After Fingolfin and Fingon returned from their visit to the sons of Fëanor, they gave news to all who wished to hear it. Life settled down into its normal pattern. Fingon remained within the confines of his family's land, and everyone soon grew accustomed to that restriction. His bruises healed, the soreness in his muscles faded, and he was able to spend much time working in the garden, baling hay, or chopping wood for the winter. Sometimes he woke sweaty and trembling in the night, a dream of dust and steel and blood fading from his mind. But more often, he dreamed of the wide lands beyond Hithlum that waited to be explored.
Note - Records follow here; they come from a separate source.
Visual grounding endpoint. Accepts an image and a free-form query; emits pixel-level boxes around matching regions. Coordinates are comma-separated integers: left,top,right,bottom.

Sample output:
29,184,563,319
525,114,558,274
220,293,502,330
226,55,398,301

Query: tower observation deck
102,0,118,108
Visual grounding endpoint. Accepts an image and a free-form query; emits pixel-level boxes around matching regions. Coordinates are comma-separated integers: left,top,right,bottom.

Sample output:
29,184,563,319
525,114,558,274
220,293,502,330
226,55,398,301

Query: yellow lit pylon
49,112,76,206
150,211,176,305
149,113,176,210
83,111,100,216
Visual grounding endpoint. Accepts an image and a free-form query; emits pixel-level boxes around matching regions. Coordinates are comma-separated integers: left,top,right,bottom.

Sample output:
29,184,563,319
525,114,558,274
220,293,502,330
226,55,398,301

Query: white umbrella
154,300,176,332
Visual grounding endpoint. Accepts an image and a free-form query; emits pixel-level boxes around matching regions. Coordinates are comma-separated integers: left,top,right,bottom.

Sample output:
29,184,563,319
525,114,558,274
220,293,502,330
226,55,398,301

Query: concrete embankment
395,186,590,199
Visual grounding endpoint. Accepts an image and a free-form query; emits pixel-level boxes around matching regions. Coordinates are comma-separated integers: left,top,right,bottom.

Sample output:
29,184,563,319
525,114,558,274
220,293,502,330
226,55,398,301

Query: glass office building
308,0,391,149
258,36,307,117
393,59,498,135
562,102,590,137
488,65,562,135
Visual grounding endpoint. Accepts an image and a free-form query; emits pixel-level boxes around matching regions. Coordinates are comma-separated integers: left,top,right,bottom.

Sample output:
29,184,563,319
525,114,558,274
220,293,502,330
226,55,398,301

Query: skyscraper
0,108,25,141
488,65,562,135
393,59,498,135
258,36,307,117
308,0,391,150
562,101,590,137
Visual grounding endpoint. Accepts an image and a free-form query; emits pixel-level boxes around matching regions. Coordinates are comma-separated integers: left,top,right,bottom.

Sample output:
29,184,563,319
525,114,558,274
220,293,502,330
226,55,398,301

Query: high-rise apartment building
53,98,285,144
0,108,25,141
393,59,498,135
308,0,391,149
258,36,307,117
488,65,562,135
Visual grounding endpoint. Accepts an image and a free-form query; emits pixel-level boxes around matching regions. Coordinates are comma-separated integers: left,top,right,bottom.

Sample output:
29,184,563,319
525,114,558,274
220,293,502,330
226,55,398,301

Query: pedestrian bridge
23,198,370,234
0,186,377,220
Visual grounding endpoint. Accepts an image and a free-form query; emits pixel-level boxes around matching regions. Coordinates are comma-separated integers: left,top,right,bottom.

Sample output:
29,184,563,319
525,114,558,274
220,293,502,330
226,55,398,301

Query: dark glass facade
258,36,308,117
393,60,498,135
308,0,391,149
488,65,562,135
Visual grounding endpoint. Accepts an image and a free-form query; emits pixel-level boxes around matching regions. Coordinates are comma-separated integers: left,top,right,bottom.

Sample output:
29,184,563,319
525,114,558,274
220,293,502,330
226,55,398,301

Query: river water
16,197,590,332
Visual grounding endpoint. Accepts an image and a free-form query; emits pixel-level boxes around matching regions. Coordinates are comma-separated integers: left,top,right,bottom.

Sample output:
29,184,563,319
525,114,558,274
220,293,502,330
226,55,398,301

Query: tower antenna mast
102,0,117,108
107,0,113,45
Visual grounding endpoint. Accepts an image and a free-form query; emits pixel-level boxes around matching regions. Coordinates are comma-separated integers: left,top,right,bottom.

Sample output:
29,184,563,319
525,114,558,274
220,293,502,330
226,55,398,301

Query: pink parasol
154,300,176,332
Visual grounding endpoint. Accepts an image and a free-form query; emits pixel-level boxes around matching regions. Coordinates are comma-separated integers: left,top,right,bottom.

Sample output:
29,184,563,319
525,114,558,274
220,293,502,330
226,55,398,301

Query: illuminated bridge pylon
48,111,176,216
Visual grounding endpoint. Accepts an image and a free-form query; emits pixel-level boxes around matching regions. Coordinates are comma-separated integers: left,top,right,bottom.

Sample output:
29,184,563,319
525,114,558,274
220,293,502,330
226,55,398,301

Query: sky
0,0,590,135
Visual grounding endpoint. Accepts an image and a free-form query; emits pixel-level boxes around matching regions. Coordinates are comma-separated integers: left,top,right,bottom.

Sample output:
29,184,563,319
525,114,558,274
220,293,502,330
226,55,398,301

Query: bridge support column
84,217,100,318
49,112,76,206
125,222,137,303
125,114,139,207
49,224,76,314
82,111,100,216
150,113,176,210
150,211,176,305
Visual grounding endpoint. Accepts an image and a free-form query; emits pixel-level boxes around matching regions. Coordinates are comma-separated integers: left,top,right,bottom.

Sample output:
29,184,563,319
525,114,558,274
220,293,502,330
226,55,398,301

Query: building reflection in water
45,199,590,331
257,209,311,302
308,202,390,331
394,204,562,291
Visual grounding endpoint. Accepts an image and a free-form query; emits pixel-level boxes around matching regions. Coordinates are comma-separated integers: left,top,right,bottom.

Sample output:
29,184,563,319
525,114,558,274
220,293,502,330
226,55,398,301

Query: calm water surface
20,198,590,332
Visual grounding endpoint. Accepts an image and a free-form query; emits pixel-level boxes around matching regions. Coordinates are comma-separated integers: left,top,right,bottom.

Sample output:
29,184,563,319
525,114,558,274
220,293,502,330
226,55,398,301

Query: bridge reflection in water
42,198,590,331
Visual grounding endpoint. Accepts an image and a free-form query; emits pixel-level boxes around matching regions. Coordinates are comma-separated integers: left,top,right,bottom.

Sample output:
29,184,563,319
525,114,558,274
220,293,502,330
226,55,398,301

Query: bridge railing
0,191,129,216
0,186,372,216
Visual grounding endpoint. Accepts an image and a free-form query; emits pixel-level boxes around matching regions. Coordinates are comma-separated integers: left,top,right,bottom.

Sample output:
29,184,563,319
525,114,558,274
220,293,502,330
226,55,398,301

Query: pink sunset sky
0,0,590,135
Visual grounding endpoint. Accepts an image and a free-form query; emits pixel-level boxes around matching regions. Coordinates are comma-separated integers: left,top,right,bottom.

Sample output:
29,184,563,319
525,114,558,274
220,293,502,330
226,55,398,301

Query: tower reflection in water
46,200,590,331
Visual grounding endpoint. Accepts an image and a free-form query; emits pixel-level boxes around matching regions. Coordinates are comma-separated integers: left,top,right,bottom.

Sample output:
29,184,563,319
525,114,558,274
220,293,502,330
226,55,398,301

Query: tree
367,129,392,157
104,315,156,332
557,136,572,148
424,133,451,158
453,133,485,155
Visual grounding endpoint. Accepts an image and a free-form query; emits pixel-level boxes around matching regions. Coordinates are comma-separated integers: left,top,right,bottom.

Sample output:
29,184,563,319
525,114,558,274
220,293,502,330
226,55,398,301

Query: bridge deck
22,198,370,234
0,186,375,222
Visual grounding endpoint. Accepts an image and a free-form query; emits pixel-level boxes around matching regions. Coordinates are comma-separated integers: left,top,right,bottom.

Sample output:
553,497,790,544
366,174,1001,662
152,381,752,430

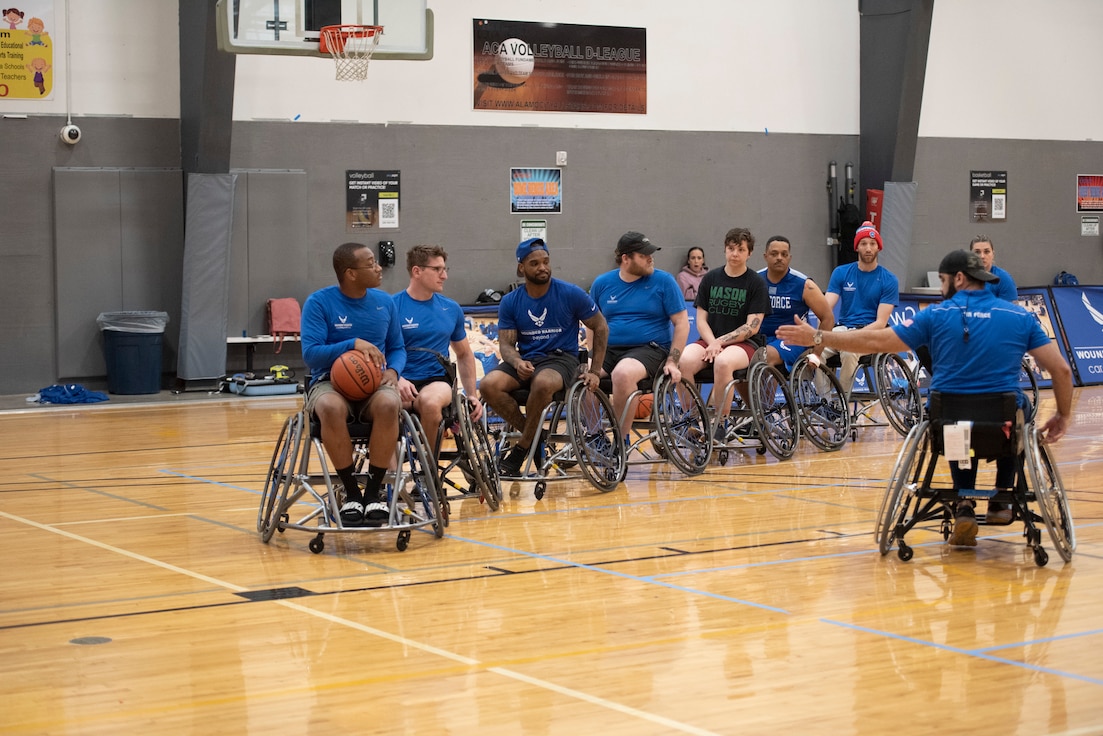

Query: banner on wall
968,171,1007,222
510,169,563,215
1051,286,1103,386
345,170,400,232
1077,173,1103,212
472,20,647,115
0,0,56,99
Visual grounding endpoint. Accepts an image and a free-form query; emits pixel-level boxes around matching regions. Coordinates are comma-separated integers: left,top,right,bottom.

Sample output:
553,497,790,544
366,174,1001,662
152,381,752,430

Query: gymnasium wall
0,0,1103,394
When three weeks of Fingon's confinement had passed, a messenger bearing the insignia of Fëanor's house came riding around the lake. Fingolfin went to greet the messenger and politely invited him to stay and refresh himself, but the messenger refused. He placed a letter into Fingolfin's hands and left in the same hour. Fingolfin looked at the letter in surprise, then carried it to the garden where Fingon was weeding.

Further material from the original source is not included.